Pernahkah Anda merasakan benjolan di tulang selangka? Tulang selangka, tulang panjang dan tipis yang menghubungkan bahu ke dada, terletak dekat permukaan kulit. Oleh karena itu, setiap benjolan di area ini mudah terlihat dan terasa.
Penyebab benjolan di tulang selangka beragam, mulai dari cedera ringan hingga kondisi medis yang serius. Memahami potensi penyebabnya penting untuk mendapatkan penanganan yang tepat.
Cedera Tulang Selangka: Penyebab Umum Benjolan
Cedera merupakan penyebab paling umum benjolan di tulang selangka. Posisi tulang yang dekat permukaan kulit membuatnya rentan terhadap patah, retak, atau dislokasi.
Cedera sering terjadi akibat olahraga, jatuh, atau kecelakaan. Selain benjolan, gejala lain meliputi nyeri, pembengkakan, dan kesulitan mengangkat lengan.
Anak-anak dan lansia lebih berisiko mengalami cedera tulang selangka. Tulang selangka anak-anak belum sepenuhnya matang sebelum usia 20 tahun, sementara lansia memiliki kepadatan tulang yang lebih rendah.
Kondisi Peradangan dan Infeksi: Benjolan Akibat Radang Sendi dan Osteomielitis
Radang sendi, seperti artritis reumatoid dan osteoarthritis, dapat menyebabkan benjolan keras di tulang selangka.
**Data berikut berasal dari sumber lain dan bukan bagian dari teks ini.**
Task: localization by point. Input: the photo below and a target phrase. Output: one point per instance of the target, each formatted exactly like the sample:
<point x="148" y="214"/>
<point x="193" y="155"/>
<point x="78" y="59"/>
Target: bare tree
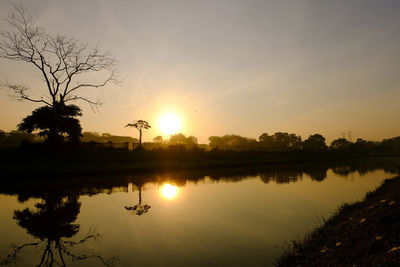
<point x="140" y="125"/>
<point x="61" y="60"/>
Arthritis reumatoid dapat membentuk nodul reumatoid di dekat sendi yang terpengaruh.
Selain benjolan, gejala artritis reumatoid meliputi nyeri sendi, pembengkakan, rasa hangat pada sendi, penurunan berat badan, demam, dan kelelahan.
Infeksi tulang atau osteomielitis, meskipun jarang terjadi pada tulang selangka, bisa menimbulkan benjolan. Osteomielitis seringkali terjadi setelah cedera, operasi, atau pemasangan infus di dekat tulang selangka.
Gejala osteomielitis meliputi kemerahan, demam, menggigil, pembengkakan, nyeri, dan keluarnya cairan dari benjolan. Penanganan segera penting untuk mencegah komplikasi jangka panjang.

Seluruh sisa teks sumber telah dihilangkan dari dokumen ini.